What is a word that means “see” (refer to) (go see), but in latin form, like “r.e.”? I asked this in the English stackexchange and got kicked out

  • 1
    It is possibly viz., but only as a stretch of its literal sense "it is permissible to see". Why is videlicit abbreviated as viz, by the way? Why not vid.?
    – user6924
    May 8 '20 at 17:28
  • 1
    The abbreviation "viz." goes back to Tironian shorthand, the way I heard it; that would make a fine question in its own right, though.
    – Draconis
    May 8 '20 at 18:40
  • Qv or q.v. (plural qq.v.) is listed in Chambers page x, but in the concise Oxford page xix they prefer cf. (short for confer) which is also in the answer given by Draconis.
    – Hugh
    May 8 '20 at 20:39
  • 4
    Re is not an initialism, but the Latin word re, ablative of res ("thing", "matter").
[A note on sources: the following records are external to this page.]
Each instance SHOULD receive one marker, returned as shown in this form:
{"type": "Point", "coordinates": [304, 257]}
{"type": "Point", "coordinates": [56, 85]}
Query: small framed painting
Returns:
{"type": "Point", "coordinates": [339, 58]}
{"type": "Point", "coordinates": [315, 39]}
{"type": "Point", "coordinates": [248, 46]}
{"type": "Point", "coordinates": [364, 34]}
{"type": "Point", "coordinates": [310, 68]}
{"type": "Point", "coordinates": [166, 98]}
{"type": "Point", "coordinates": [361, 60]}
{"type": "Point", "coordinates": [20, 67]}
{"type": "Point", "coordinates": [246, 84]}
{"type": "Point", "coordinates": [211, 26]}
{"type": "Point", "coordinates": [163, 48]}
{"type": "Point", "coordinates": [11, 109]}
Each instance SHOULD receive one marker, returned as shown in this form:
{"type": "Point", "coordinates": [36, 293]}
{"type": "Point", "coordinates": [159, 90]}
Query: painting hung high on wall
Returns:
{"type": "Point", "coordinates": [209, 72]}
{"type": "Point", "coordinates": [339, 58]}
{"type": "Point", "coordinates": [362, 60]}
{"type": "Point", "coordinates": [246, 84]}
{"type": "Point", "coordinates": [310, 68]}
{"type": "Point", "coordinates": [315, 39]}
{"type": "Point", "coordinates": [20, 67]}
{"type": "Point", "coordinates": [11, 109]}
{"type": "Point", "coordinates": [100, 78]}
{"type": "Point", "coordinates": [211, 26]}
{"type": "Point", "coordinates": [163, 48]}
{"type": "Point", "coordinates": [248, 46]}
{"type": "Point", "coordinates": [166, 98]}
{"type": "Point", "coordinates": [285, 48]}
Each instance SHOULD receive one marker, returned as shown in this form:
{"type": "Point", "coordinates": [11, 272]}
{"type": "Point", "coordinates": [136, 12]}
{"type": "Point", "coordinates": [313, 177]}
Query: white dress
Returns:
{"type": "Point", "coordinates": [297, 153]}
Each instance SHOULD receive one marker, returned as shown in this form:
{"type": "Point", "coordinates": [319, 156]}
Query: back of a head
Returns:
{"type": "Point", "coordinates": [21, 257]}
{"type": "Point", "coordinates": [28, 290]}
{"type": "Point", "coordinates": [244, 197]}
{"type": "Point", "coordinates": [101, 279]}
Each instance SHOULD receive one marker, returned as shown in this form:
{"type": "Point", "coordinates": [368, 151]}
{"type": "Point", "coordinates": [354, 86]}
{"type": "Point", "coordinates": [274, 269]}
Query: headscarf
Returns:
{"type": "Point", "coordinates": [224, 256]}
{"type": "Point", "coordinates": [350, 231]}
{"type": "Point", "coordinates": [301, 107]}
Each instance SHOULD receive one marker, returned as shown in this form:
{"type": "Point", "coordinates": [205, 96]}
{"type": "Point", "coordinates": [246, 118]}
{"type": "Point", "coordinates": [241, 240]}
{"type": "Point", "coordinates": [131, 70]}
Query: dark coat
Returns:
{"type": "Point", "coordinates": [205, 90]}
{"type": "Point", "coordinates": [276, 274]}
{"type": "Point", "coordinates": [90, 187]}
Originally in the legal Latin phrase in re X "in the matter of X" or "in X's legal action"
    – Colin Fine
    May 8 '20 at 22:37
  • I wrote viz. in this sense for sometime, but stopped after finding that it rather means "that is, which means", basicly i.e. "id est". I shouldn't use entirely arcsne shorthand except in space constrained writing (viz. comments)
    – vectory
    May 8 '20 at 22:39

It sounds like you want to use this in an English context, so I'd suggest the abbreviation cf, short for confer "bring these things together". It's relatively common in academic contexts to mean "you should compare my results against this other work".
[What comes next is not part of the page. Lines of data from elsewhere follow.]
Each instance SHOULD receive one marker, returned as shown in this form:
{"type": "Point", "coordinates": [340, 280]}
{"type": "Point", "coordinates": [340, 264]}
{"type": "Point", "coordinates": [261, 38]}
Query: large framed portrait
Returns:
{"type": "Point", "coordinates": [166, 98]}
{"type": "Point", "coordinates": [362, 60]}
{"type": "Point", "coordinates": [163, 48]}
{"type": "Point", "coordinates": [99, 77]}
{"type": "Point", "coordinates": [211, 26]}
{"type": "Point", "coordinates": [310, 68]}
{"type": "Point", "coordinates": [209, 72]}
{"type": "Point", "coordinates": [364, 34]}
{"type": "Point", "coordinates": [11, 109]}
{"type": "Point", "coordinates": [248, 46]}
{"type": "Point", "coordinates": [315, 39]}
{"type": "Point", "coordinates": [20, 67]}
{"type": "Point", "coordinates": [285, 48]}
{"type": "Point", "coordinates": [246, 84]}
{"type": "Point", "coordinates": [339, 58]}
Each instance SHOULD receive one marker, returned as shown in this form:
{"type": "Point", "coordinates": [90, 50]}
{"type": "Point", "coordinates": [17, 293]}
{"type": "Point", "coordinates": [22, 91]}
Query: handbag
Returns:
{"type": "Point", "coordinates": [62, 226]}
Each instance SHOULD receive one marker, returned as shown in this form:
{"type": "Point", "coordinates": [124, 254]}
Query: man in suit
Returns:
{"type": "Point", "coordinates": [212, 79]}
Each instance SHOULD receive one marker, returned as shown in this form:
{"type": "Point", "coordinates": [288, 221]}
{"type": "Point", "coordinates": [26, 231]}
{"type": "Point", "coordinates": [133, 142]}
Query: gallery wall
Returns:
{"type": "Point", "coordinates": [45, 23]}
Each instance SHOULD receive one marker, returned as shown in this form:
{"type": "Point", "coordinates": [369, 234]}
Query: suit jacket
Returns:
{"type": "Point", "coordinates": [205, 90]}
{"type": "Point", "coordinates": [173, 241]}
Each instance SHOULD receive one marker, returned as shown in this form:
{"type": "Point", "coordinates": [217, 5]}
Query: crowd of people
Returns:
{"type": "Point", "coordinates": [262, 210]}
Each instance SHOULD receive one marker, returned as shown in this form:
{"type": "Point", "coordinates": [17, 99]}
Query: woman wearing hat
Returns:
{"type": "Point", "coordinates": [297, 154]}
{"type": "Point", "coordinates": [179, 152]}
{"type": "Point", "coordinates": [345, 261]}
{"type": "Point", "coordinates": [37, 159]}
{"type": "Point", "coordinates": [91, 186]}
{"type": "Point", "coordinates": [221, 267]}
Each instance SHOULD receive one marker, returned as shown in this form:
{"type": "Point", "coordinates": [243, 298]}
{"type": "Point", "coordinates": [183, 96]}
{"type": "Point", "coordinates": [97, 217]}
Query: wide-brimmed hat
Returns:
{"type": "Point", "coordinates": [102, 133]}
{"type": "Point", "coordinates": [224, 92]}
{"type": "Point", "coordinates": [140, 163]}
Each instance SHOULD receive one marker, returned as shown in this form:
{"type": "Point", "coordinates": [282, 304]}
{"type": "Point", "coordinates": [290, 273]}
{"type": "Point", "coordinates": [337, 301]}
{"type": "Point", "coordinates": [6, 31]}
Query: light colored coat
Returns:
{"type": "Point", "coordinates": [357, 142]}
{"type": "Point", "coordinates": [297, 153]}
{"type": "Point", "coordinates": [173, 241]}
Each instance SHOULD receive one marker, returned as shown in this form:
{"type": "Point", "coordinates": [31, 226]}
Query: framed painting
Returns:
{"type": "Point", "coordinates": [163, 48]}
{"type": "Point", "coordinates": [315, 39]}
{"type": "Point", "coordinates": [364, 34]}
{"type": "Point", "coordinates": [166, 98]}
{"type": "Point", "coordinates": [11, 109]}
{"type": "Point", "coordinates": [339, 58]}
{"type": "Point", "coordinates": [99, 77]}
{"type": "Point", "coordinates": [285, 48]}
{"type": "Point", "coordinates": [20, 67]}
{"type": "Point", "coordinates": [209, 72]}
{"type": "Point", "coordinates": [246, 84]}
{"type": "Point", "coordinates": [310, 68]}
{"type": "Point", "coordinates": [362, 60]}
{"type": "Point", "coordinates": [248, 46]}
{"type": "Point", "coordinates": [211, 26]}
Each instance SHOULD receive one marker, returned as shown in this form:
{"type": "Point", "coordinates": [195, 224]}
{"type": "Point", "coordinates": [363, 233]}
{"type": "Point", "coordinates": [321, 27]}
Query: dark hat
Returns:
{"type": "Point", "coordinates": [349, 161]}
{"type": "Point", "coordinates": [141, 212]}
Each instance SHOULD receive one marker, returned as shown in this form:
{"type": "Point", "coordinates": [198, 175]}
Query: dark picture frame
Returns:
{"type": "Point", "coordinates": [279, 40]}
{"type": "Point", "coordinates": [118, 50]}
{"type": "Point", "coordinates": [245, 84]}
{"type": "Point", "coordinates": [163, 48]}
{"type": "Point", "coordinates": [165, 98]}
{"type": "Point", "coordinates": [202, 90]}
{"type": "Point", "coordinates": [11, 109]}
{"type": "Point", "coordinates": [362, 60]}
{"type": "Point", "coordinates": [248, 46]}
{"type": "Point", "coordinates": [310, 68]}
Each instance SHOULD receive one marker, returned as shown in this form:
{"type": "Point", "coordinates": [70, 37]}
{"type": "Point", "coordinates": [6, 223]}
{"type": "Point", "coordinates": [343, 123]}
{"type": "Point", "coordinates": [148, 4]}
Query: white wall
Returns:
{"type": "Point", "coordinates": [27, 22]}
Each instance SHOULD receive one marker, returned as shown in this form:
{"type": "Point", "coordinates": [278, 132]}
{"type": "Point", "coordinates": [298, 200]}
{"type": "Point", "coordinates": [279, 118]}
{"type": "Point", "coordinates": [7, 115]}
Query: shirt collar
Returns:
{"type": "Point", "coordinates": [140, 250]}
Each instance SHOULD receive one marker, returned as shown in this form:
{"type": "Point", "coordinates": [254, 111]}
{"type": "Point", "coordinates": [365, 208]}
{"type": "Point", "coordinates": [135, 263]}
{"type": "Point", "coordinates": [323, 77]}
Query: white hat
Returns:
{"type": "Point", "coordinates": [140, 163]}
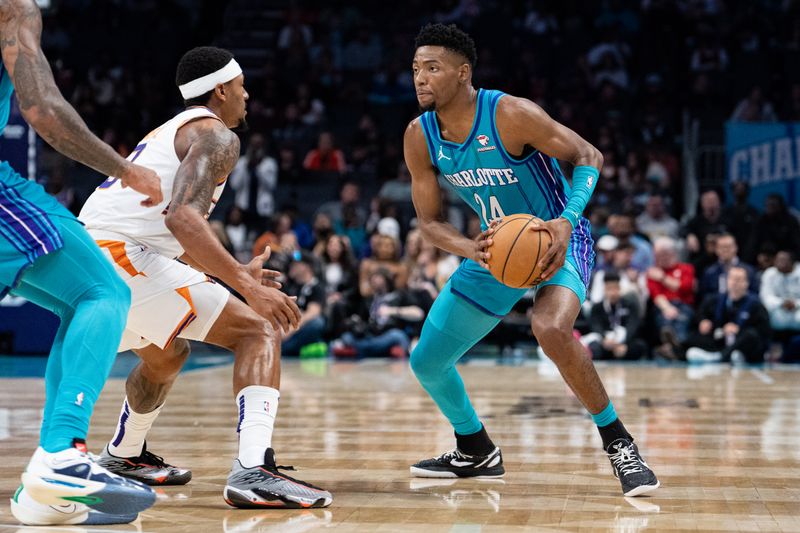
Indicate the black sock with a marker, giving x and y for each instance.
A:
(475, 444)
(615, 430)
Another option, depending on the use case, is qv, short for quod vide or quae vide "which you should look at". This one's more common in reference books, used to point to a different entry in the same work rather than a different work entirely.

  • 1
    Note that q.v. has a different grammatical function than see: see takes a direct object saying what entry to go look at, whereas q.v. says to go look at the entry for the entity just mentioned. For example, "He was the third president of the United States (q.v.)" means "He was the third president of the United States (see Uɴɪᴛᴇᴅ Sᴛᴀᴛᴇꜱ)". So see is more flexible: it lets you refer to an entry whose title isn't exactly the preceding word or phrase.
    – ruakh
    May 9 '20 at 17:42

In addition to the excellent suggestions made by Draconis, there is also the simple vide "see", abbreviated as v.. It is used in e.g. Lewis & Short.


  • 1
    In my opinion, this is the correct answer for what the OP is actually asking.